Um diese Hypothese zu überprüfen, nutzten die Wissenschaftler das gut untersuchte Protein Lysozym aus dem Hühnereiweiß und züchteten dafür mikrometergroße Kristalle..An der zurzeit weltweit brillantesten Synchrotronstrahlungsquelle PETRA III zeichneten sie Serienschnappschüsse tausender dieser kleinen Lysozymkristalle im FEL-Stil auf und kombinierten die Messergebnisse. "Wir haben einen feinen Strahl mit Mikrokristallen durch den Röntgenstrahl fließen lassen und Serienaufnahmen gemacht, so schnell wie es mit dem Detektor möglich war", erläutert CFEL-Forscher Dr. Dominik Oberthür aus dem Team.

Die Lysozymkristalle wurden  als Suspension in wässriger durch eine dünne Kapillare quer durch den neun Mikrometer feinen Röntgenstrahl geleitet. Diese Technik funktioniert bei Raumtemperatur, und auf die sonst oft übliche Tiefkühlung der Proteinkristalle mit flüssigem Stickstoff konnte verzichtet werden. Die Fließgeschwindigkeit stellten die Forscher so ein, dass die einzelnen Mikrokristalle während ihrer kurzen Passage durch den energiereichen Röntgenstrahl keine nennenswerten Strahlenschäden erlitten.

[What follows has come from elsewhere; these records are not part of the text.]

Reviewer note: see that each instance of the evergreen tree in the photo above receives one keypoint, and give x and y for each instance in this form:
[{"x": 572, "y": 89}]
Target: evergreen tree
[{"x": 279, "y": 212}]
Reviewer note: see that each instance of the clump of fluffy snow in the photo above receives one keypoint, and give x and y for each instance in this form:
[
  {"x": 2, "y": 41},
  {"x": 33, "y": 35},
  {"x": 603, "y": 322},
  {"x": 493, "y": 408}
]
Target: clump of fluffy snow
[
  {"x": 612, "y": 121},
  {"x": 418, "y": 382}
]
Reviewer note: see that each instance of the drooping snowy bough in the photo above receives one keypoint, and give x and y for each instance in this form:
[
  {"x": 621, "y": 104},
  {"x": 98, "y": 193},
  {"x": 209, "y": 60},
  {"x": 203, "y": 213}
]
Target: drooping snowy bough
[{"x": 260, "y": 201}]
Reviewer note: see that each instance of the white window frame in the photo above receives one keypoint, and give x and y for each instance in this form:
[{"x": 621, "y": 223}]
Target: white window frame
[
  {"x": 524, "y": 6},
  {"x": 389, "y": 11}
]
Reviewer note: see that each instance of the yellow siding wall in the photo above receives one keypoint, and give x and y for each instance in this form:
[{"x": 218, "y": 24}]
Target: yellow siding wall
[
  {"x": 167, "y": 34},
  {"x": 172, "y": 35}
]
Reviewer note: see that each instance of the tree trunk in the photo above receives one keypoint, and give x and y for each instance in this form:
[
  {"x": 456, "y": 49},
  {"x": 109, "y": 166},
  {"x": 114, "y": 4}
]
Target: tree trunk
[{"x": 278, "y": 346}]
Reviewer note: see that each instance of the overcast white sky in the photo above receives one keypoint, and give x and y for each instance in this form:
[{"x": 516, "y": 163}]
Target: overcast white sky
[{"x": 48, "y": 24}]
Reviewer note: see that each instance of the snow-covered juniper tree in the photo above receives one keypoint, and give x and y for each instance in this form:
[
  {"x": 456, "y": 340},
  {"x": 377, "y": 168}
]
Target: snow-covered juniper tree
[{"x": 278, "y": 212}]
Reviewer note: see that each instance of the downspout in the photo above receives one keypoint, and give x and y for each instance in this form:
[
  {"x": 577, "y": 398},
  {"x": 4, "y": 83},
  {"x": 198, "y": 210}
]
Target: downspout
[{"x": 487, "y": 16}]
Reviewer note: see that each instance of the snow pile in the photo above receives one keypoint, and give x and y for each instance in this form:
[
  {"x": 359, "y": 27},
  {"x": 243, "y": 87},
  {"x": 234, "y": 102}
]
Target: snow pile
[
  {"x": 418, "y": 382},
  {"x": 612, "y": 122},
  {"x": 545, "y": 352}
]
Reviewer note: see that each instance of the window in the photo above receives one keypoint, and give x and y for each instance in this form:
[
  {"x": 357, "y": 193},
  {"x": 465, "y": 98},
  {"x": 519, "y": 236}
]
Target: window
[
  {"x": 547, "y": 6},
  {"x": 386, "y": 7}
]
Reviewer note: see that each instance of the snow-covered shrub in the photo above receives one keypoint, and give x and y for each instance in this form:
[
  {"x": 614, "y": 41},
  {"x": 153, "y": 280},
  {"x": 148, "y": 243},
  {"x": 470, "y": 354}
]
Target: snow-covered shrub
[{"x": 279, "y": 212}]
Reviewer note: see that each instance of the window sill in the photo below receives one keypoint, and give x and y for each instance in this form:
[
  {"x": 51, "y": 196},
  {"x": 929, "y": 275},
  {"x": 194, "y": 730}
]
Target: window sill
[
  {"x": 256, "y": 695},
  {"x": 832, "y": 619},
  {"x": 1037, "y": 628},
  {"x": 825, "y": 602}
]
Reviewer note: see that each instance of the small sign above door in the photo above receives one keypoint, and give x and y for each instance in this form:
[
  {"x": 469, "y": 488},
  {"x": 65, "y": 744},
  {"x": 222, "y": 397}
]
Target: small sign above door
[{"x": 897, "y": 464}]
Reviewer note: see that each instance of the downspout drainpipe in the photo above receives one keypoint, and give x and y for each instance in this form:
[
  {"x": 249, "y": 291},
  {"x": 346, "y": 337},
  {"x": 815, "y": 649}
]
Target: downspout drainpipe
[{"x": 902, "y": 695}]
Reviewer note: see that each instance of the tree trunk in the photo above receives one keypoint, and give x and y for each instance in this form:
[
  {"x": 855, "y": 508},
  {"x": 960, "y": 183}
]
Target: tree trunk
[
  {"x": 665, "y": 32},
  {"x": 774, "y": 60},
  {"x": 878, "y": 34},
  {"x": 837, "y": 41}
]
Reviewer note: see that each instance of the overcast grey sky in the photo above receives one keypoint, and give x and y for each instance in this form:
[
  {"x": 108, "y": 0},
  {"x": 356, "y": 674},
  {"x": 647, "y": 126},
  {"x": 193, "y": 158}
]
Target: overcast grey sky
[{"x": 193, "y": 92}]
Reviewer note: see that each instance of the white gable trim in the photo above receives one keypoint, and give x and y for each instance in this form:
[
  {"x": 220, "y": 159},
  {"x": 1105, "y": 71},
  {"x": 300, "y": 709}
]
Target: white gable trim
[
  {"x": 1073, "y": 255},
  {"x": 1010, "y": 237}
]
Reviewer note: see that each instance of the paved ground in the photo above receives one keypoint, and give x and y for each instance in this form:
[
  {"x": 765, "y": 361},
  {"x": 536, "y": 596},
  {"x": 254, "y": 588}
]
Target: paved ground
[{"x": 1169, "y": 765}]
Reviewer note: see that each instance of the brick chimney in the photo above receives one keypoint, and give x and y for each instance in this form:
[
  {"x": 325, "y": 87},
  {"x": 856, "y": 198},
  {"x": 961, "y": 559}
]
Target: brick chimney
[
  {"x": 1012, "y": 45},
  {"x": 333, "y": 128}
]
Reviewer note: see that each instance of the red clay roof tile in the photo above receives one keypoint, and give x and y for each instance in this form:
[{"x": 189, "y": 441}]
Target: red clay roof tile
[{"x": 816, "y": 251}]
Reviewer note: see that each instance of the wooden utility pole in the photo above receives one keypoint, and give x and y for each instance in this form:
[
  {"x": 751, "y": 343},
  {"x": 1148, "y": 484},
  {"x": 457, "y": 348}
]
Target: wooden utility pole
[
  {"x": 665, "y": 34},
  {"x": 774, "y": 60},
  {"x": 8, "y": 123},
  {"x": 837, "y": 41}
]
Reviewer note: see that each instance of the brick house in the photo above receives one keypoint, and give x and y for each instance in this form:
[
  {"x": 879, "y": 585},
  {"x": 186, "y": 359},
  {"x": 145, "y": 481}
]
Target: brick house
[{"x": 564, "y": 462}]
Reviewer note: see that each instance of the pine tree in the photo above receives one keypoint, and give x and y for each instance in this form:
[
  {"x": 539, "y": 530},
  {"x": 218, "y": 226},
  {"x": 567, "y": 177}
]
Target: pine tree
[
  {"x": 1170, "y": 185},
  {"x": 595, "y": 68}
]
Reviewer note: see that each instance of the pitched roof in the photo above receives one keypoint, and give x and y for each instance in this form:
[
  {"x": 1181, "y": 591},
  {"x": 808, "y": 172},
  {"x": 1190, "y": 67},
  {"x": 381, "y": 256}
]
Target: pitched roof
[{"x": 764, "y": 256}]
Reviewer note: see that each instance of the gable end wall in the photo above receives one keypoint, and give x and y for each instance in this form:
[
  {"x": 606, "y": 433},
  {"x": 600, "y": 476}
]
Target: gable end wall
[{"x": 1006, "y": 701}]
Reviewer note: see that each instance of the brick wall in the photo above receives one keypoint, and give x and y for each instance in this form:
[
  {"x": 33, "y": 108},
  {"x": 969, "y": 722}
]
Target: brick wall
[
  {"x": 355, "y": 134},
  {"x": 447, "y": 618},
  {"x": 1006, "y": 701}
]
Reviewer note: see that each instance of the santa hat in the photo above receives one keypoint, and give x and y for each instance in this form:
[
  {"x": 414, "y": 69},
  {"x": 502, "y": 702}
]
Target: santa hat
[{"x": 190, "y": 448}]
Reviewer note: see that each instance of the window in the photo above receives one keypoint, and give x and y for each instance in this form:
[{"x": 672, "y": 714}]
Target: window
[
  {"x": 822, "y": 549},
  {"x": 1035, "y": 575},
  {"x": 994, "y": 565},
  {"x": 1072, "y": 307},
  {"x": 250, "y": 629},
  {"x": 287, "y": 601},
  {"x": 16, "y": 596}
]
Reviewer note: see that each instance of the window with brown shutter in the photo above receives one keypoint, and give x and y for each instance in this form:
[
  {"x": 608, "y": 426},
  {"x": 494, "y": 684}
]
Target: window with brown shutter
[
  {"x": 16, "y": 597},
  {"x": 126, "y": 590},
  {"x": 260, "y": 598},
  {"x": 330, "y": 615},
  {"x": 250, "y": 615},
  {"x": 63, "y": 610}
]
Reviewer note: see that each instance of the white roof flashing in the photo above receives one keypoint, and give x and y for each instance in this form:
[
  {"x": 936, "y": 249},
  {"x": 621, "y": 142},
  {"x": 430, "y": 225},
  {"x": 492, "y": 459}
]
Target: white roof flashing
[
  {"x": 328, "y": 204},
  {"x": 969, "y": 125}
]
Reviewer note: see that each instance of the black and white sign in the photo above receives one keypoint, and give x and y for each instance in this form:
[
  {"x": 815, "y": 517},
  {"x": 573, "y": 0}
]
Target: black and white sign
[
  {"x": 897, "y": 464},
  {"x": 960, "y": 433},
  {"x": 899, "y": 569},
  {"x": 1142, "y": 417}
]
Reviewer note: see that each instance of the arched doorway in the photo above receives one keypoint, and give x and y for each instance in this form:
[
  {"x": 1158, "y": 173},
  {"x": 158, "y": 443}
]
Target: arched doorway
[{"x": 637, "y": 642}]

Die einzelnen Kristalle durchquerten den Röntgenstrahl in einer bis drei Millisekunden.

"Wir haben den Detektor auf Dauerfeuer gestellt und 25 Bilder pro Sekunde aufgenommen", sagt Ko-Autor Dr. Alke Meents, Leiter der Messstation P11, an der die Experimente stattfanden. In den rund 17 Stunden Messzeit zeichneten die Wissenschaftler mehr als 1,5 Millionen Detektorbilder auf, aus denen ein Computer 40 233 brauchbare Streubilder herausfilterte. Aus diesen wiederum berechneten die Forscher die Lysozym-Struktur mit einer Genauigkeit von 2,1 Ångström, das sind 0,2 millionstel Millimeter. Die so berechnete Struktur stimmt ausgezeichnet mit der bekannten Lysozym-Struktur überein.

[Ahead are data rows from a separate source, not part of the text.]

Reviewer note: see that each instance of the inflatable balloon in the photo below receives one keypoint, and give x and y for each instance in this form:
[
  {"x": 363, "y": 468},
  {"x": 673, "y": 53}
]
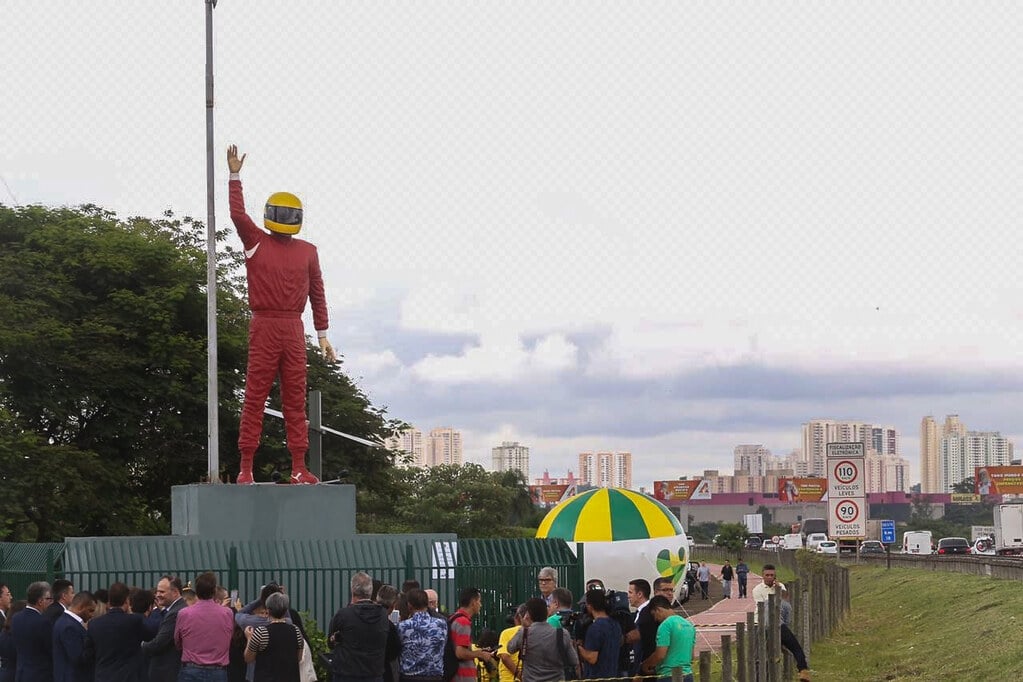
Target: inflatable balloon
[{"x": 624, "y": 535}]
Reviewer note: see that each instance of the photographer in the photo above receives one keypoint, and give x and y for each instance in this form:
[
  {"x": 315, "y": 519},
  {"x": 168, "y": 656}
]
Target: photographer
[
  {"x": 599, "y": 652},
  {"x": 560, "y": 610}
]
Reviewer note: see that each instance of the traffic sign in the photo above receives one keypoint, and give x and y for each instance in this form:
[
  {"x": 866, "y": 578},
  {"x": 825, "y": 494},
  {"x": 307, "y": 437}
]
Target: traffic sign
[
  {"x": 846, "y": 518},
  {"x": 845, "y": 478}
]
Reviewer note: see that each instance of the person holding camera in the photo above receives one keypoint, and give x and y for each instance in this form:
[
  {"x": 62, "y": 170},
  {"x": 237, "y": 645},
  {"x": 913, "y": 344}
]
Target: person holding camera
[
  {"x": 599, "y": 652},
  {"x": 547, "y": 653},
  {"x": 560, "y": 611}
]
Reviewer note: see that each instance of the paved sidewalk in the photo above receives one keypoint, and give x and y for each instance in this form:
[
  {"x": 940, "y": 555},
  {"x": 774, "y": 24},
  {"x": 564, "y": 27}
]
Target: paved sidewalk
[{"x": 721, "y": 618}]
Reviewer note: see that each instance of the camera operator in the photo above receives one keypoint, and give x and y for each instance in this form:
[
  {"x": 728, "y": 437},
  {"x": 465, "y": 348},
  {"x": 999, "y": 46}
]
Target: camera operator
[
  {"x": 583, "y": 620},
  {"x": 599, "y": 651},
  {"x": 560, "y": 610}
]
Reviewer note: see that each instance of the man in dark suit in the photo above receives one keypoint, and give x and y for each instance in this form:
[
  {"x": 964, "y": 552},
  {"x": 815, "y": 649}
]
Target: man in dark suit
[
  {"x": 643, "y": 638},
  {"x": 33, "y": 635},
  {"x": 116, "y": 638},
  {"x": 72, "y": 651},
  {"x": 5, "y": 599},
  {"x": 63, "y": 592},
  {"x": 165, "y": 658}
]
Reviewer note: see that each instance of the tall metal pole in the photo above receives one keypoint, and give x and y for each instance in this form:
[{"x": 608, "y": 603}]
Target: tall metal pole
[{"x": 213, "y": 403}]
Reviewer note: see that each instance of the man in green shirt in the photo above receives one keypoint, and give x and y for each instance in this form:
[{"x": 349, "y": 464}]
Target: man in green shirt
[{"x": 675, "y": 640}]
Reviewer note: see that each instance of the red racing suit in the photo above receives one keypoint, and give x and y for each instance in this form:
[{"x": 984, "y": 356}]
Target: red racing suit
[{"x": 282, "y": 273}]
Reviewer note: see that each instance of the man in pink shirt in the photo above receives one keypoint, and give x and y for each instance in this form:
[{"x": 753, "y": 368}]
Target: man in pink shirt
[{"x": 203, "y": 634}]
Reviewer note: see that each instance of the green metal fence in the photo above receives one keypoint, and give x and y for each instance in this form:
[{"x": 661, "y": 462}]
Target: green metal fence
[
  {"x": 21, "y": 564},
  {"x": 317, "y": 576}
]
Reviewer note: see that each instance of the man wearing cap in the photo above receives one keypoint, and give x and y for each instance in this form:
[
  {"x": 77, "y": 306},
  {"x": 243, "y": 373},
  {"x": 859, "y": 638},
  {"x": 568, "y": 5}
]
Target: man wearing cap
[{"x": 282, "y": 273}]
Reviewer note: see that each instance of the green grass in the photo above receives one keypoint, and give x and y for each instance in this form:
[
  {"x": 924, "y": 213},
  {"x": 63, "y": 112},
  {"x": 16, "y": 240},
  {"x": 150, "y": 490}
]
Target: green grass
[{"x": 914, "y": 625}]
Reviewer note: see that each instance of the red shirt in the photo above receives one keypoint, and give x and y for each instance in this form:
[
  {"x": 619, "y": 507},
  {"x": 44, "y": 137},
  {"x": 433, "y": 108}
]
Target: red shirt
[
  {"x": 282, "y": 271},
  {"x": 204, "y": 633},
  {"x": 461, "y": 635}
]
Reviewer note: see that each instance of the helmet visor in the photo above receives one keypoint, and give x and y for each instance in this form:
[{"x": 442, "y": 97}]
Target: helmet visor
[{"x": 283, "y": 215}]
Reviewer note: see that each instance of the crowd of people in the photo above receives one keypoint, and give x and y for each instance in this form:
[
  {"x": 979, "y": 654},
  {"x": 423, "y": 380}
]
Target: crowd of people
[
  {"x": 196, "y": 633},
  {"x": 191, "y": 633}
]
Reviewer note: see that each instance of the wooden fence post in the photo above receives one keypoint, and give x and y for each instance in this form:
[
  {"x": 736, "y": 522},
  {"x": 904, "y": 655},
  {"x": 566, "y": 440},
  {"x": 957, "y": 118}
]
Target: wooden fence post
[
  {"x": 705, "y": 666},
  {"x": 761, "y": 675},
  {"x": 726, "y": 658},
  {"x": 741, "y": 651}
]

"Mit den geplanten Verbesserungen der Intensität der Röntgenstrahlung und durch Verwendung neuester Detektoren werden sich Bilder noch schneller aufzeichnen lassen und  gleichzeitig die räumliche Auflösung verbessern", erläutert Meents. "Auf diese Weise ebnet unsere Arbeit den Weg für die Strukturanalyse solcher Biomoleküle, die mit Synchrotronen bislang nicht untersuchbar sind."

Die vom Bundesministerium für Bildung und Forschung BMBF im Rahmen des Röntgen-Ångström-Clusters geförderte Arbeit folgt auf ein anderes kürzliches Experiment, bei dem die Serienkristallographie vom Röntgenlaser an das Synchrotron PETRA III übertragen wurde. Dafür hatten Forscher tiefgekühlte Mikrokristalle wie beim Herstellen von Seifenblasen mit einer winzigen Nylonschlinge aus einer Lösung gefischt und diese dann mit dem feinen Röntgenstrahl von PETRA III abgerastert, um ebenfalls Streubilder in Serie zu produzieren.

 

Originalarbeit:
“Room-temperature macrmolecular serial crystallography using synchrotron radiation”; Francesco Stellato et al.; IUCrJ, 2014; DOI: 10.1107/S2052252514010070

Schema des Versuchsaufbaus für die Serien-Kristallographie an der Messstation P11 bei PETRA III.